2）Train for the first time, obtain three categorised decision faces：First by the classification policy based on Pseudoinverse algorithm to training sample The categorised decision face marked off substantially is put, and further generates two parallel to the categorised decision face and two class sample barycenter of mistake New decision surface；Only it is located at two samples for crossing barycenter decision surface intermediate space and is kept as candidate subset, remaining sample quilt Remove；

3）Second of training, obtains two distance vectors：Obtain the excessive several classes of barycenter of more several classes of sample points distance of each candidate The distance of decision surface, minority class makees same processing, and the distance of the respective sample of two classes generates two distance vectors；

4）Test phase, calculates the probability that test sample point belongs to two class candidate samples, makes final decision：Currently tested Sample point is crossed to two after the distance of barycenter decision surface, and the two class distance vectors generated with the two distances and training module are distinguished Compare, final decision is made by judging distance of the test sample point on which side closer to barycenter decision surface.

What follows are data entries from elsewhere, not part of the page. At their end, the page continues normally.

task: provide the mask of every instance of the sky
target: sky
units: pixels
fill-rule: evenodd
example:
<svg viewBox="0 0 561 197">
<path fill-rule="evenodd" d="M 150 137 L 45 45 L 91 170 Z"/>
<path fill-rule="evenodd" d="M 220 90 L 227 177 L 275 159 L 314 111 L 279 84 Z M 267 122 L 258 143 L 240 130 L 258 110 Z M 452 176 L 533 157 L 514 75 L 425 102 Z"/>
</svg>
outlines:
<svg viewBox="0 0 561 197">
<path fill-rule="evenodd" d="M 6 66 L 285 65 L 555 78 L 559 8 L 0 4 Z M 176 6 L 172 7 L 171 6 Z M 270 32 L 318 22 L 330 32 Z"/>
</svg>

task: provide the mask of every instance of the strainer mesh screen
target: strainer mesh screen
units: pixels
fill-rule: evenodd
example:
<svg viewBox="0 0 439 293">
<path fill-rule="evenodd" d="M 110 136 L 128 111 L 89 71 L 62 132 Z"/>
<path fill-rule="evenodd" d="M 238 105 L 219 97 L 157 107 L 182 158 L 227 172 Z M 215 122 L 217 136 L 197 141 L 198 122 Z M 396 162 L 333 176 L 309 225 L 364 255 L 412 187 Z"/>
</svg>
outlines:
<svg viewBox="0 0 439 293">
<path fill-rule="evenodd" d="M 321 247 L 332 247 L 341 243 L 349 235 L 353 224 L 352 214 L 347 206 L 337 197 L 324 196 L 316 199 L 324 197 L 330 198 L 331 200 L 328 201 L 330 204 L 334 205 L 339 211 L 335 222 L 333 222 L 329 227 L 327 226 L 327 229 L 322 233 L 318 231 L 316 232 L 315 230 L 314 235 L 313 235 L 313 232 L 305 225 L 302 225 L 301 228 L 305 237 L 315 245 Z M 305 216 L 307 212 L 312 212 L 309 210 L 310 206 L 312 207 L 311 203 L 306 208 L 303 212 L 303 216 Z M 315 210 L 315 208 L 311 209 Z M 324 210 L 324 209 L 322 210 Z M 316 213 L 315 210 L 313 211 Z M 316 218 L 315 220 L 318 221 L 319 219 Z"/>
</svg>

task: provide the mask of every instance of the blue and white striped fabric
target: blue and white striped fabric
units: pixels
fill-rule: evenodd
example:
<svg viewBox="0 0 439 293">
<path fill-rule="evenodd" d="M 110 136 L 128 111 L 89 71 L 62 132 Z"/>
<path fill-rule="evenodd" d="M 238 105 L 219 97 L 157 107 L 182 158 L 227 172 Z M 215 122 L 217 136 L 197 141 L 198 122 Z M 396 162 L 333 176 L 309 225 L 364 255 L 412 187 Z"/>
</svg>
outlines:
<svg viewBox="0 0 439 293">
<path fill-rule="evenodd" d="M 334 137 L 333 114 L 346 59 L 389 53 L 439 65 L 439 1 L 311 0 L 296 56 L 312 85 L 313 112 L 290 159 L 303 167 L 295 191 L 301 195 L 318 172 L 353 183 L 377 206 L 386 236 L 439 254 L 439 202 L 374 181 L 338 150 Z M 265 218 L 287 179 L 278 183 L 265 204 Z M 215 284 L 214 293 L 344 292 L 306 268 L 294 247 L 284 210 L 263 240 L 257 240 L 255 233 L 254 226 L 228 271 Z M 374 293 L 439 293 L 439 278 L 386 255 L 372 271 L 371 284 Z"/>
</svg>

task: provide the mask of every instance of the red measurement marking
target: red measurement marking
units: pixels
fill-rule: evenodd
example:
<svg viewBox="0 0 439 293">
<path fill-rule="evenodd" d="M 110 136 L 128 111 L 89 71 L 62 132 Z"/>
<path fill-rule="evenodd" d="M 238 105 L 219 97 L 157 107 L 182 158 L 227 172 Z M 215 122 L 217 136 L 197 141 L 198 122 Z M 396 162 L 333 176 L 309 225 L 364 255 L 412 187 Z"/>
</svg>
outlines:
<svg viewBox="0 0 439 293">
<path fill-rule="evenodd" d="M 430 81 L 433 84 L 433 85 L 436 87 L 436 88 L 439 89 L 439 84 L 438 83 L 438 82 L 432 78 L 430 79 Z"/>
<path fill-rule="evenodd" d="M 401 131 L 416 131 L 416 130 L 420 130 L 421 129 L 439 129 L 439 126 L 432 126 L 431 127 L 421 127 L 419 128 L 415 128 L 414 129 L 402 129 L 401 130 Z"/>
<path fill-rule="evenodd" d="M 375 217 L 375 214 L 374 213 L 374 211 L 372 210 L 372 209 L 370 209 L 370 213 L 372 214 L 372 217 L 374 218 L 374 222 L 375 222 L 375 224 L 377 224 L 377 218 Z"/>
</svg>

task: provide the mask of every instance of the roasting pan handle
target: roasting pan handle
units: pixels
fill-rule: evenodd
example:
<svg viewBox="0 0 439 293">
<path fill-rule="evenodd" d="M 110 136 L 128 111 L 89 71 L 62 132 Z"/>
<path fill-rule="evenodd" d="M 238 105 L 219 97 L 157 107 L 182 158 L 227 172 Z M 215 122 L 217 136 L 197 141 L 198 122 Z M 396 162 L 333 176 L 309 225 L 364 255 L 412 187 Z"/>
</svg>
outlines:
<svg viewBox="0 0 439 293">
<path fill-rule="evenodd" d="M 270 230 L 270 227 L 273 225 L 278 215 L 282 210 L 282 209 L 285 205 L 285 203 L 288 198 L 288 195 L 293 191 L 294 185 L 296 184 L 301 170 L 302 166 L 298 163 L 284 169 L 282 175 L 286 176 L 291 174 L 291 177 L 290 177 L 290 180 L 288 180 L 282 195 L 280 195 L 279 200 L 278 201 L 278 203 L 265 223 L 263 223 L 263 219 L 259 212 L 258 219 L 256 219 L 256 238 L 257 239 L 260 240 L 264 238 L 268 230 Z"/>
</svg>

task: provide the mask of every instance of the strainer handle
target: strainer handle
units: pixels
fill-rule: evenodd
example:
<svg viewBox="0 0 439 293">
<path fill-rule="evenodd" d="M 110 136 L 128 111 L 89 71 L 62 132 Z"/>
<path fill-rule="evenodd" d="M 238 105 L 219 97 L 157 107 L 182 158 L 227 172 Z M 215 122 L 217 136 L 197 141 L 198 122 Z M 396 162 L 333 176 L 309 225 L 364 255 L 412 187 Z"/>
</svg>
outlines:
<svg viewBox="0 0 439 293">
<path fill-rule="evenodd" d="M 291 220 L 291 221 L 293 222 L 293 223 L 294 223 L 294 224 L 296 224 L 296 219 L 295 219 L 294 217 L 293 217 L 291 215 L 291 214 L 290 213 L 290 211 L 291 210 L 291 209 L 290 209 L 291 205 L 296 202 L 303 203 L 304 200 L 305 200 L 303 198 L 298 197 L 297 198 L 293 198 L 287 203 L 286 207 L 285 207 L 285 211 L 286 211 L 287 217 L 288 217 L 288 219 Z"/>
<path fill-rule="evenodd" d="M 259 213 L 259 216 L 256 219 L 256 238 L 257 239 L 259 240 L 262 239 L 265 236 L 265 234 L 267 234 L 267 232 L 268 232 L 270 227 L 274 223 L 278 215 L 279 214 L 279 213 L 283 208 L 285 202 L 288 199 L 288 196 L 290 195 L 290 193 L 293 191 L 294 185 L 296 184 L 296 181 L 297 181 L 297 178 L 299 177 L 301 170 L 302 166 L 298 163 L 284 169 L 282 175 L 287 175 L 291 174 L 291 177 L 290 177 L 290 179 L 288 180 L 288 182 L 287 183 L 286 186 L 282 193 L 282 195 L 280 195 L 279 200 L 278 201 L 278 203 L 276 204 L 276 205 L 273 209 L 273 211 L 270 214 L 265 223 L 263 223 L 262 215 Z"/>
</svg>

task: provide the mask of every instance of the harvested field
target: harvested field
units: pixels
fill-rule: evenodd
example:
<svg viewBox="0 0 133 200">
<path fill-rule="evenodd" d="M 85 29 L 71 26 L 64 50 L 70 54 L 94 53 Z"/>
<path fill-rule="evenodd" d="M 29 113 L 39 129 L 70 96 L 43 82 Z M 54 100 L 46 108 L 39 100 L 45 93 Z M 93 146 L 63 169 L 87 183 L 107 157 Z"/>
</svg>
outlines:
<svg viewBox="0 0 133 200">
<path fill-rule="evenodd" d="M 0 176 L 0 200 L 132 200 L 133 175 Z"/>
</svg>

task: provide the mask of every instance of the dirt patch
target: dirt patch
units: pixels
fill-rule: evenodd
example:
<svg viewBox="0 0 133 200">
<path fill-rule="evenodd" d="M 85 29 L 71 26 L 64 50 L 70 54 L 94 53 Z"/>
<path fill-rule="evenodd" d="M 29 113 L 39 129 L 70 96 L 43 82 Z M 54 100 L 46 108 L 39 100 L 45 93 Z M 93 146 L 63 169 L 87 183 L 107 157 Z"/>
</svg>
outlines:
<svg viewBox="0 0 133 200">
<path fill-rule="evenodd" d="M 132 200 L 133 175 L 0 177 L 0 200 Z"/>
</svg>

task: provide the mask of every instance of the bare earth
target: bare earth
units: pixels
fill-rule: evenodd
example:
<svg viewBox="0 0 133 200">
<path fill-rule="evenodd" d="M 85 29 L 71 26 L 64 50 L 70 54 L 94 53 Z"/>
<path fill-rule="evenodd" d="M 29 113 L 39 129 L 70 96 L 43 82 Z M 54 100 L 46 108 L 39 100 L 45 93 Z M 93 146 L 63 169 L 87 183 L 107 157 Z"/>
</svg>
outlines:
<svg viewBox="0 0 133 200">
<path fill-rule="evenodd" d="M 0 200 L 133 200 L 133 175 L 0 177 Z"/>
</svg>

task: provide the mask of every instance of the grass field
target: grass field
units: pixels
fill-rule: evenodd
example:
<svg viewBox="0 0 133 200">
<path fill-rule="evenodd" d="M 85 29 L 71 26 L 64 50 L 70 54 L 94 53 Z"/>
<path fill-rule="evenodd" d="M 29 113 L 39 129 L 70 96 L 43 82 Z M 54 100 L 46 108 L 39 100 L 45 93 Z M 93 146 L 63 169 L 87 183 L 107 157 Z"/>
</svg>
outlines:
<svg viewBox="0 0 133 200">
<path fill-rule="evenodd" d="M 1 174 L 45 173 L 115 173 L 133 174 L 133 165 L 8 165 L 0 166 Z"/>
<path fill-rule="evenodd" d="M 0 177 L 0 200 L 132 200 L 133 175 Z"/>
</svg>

2. a kind of unbalanced data categorizing system that Pseudoinverse algorithm is cleared up based on border according to claim 1, its feature It is：Described training stage first time, obtaining the specific steps in three categorised decision faces includes：Given birth to first with Pseudoinverse algorithm Constituent class decision surface l_d；Secondly two class training sample barycenter are crossed, make two classifying face l parallel to ld_posWith l_neg；Afterwards by position In l_posWith l_negBetween training sample be left as candidate subset C, remaining sample remove；Finally, it is that further simplify calculates, Then judge current data set whether linear separability；If current data set linear separability, it can be obtained immediately with Pseudoinverse algorithm Categorised decision face, if linearly inseparable, into next step.

3. a kind of unbalanced data categorizing system that Pseudoinverse algorithm is cleared up based on border according to claim 1, its feature It is：Second described of training stage, the details for obtaining two distance vectors is：Generate two distance vector dis_posWith dis_neg；Wherein, dis_posI-th of element representation candidate subset C in i-th of minority class sample arrived minority class sample barycenter With decision surface l_dParallel hyperplane l_posDistance, similarly dis_negUse identical method for expressing.

4. a kind of unbalanced data categorizing system that Pseudoinverse algorithm is cleared up based on border according to claim 1, its feature It is：Described test phase, calculating the specific steps for the probability that test sample point belongs to two class candidate samples includes：First, Calculate test sample point z to two and cross barycenter classification plane l_posWith l_negEuclidean distance, to l_posDistance be expressed as d (z, l_pos), to l_negDistance be expressed as d (z, l_neg)；Secondly, by d (z, l_pos) and distance vector dis_posInterior element compares one by one Compared with by dis_posMiddle numerical value is more than d (z, l_pos) element number as molecule, by dis_posElement sum be used as denominator, two A probability is worth to, this probability is the probability that test sample point z belongs to minority class, similarly, compares dis_posWith d (z, l_pos) obtain the probability that test sample belongs to more several classes of, finally compare two probability, z class label be finally decided to be probability compared with Big one side.